Exception in thread read_grpc_client_inputs:
Traceback (most recent call last):
  File "/usr/lib/python3.7/threading.py", line 917, in _bootstrap_inner
    self.run()
  File "/usr/lib/python3.7/threading.py", line 865, in run
    self._target(*self._args, **self._kwargs)
  File "/root/pyenv/lib/python3.7/site-packages/apache_beam/runners/worker/data_plane.py", line 598, in <lambda>
    target=lambda: self._read_inputs(elements_iterator),
  File "/root/pyenv/lib/python3.7/site-packages/apache_beam/runners/worker/data_plane.py", line 581, in _read_inputs
    for elements in elements_iterator:
  File "/root/pyenv/lib/python3.7/site-packages/grpc/_server.py", line 391, in __next__
    return self._next()
  File "/root/pyenv/lib/python3.7/site-packages/grpc/_server.py", line 383, in _next
    request = self._look_for_request()
  File "/root/pyenv/lib/python3.7/site-packages/grpc/_server.py", line 367, in _look_for_request
    _raise_rpc_error(self._state)
  File "/root/pyenv/lib/python3.7/site-packages/grpc/_server.py", line 113, in _raise_rpc_error
    raise rpc_error
grpc.RpcError
Exception in thread run_worker:
Traceback (most recent call last):
  File "/usr/lib/python3.7/threading.py", line 917, in _bootstrap_inner
    self.run()
  File "/usr/lib/python3.7/threading.py", line 865, in run
    self._target(*self._args, **self._kwargs)
  File "/root/pyenv/lib/python3.7/site-packages/apache_beam/runners/portability/local_job_service.py", line 216, in run
    'Worker subprocess exited with return code %s' % p.returncode)
RuntimeError: Worker subprocess exited with return code 1
axeltidemann commented 3 years ago

How can I read the post_transform_schema from the Transform component? TFDV has a load_stats_binary method, but unfortunately no load_schema_binary. For context, the SchemaGen component still outputs a schema.pbtxt file, but the Transform component outputs a Schema.pb binary file.

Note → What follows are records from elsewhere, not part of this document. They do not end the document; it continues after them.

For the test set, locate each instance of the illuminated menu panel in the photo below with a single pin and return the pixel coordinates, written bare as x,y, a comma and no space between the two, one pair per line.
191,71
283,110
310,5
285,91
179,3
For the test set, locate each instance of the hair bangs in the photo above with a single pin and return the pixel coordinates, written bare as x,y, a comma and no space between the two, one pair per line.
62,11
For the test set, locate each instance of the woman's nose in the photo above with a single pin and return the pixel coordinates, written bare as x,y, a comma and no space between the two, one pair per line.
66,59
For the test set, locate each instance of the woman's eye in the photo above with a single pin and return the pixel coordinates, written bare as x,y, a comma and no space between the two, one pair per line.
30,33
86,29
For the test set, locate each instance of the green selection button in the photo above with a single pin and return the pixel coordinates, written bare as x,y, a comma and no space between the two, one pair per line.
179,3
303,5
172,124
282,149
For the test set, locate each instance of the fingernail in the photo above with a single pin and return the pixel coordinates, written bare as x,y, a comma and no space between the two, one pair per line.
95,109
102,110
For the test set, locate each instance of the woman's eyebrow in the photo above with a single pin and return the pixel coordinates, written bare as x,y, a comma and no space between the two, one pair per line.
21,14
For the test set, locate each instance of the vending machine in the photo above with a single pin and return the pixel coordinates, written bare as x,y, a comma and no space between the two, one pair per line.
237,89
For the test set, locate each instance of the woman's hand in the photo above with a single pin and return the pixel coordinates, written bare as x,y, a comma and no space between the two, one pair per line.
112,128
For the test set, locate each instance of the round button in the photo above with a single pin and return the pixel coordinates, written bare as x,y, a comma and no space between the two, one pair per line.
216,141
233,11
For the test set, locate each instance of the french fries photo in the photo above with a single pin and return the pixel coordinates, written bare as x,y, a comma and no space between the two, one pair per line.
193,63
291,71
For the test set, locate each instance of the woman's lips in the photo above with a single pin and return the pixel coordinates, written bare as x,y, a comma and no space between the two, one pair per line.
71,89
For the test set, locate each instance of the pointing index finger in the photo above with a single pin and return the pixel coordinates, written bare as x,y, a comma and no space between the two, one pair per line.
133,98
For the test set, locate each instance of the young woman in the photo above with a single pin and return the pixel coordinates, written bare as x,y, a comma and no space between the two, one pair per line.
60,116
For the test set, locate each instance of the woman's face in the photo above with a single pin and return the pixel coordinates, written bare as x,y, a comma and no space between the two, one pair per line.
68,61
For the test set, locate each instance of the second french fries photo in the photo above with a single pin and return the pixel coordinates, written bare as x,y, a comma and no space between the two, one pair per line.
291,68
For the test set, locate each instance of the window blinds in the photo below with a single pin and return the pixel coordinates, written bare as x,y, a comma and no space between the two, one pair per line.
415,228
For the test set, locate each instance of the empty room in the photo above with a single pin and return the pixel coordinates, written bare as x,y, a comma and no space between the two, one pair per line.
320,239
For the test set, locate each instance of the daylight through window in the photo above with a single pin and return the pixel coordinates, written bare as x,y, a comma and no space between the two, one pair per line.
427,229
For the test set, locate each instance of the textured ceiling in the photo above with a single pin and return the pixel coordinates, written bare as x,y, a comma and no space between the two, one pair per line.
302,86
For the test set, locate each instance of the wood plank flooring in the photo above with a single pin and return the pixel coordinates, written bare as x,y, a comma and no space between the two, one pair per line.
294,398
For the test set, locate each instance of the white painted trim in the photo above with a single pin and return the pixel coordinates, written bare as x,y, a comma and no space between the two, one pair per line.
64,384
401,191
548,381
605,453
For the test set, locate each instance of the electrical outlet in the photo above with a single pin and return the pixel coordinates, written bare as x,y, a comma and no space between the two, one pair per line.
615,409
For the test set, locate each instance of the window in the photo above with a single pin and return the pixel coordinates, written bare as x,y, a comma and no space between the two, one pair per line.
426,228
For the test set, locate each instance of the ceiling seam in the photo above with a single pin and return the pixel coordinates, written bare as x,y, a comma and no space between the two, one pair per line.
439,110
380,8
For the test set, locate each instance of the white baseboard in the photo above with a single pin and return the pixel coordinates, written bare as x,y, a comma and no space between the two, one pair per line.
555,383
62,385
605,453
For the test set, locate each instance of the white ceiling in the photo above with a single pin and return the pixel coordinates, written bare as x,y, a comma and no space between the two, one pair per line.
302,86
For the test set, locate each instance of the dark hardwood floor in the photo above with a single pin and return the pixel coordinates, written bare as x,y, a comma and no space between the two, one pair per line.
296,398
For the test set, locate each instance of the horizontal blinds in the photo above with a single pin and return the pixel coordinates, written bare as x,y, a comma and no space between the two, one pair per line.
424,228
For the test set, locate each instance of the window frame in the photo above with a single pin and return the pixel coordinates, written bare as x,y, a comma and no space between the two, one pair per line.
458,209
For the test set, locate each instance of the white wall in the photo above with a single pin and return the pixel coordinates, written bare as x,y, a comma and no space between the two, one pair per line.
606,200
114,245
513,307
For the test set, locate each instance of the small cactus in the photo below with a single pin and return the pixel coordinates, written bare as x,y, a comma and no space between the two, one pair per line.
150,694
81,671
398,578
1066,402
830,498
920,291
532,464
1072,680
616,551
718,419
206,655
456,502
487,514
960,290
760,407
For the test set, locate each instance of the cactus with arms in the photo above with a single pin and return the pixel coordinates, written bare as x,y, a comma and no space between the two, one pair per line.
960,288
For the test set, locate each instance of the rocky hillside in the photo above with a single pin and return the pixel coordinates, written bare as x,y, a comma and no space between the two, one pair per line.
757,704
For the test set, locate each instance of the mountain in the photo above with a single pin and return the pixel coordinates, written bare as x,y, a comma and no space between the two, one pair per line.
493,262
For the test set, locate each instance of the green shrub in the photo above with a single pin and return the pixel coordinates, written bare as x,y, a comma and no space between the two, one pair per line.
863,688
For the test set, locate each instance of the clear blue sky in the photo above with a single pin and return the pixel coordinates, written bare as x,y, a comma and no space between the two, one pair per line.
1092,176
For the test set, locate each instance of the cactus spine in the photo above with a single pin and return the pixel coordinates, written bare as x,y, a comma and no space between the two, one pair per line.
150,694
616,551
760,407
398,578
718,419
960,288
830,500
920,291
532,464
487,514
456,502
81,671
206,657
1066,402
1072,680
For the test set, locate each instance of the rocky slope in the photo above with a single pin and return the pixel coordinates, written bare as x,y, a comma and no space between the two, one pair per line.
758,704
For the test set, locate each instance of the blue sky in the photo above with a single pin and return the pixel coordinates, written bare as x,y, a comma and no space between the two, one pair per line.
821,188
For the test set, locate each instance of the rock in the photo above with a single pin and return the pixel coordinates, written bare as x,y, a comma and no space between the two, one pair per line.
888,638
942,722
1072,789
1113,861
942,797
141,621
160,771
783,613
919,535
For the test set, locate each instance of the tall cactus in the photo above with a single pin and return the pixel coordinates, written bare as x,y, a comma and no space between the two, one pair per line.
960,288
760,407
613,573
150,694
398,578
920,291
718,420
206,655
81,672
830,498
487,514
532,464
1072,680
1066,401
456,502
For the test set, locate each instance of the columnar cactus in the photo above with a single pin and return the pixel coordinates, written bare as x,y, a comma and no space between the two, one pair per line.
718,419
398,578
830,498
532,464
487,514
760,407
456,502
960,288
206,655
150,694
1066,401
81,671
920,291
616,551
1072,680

ConverJens commented 3 years ago

And on this note, why does SchemaGen produce pbtxt files while Transform uses pb files?

Also, in TFX io_utils there is a SchemaReader class which only reads pbtxt files but could trivially be extended to handle pb files as well.

ConverJens commented 3 years ago

@axeltidemann Regarding reading the new schema, it's quite easy with some code of your own:

from tensorflow_metadata.proto.v0 import schema_pb2
from tfx.utils import io_utils
from tfx.types import artifact_utils
uri = io_utils.get_only_uri_in_dir(artifact_utils.get_single_uri([schema_artifact]))
if uri.endswith('.pbtxt'):
    schema = io_utils.SchemaReader().read(uri)
else:
    schema = schema_pb2.Schema()
    with get_file_system_or_s3_descriptor(uri, 'rb') as f:
        schema.ParseFromString(f.read())
schemas[self.get_producer(schema_artifact) + ' ' + self.get_name_property(schema_artifact)] = schema
axeltidemann commented 3 years ago

Thank you for sharing, @ConverJens . Ideally, the SchemaReader should be able to read both file types, no?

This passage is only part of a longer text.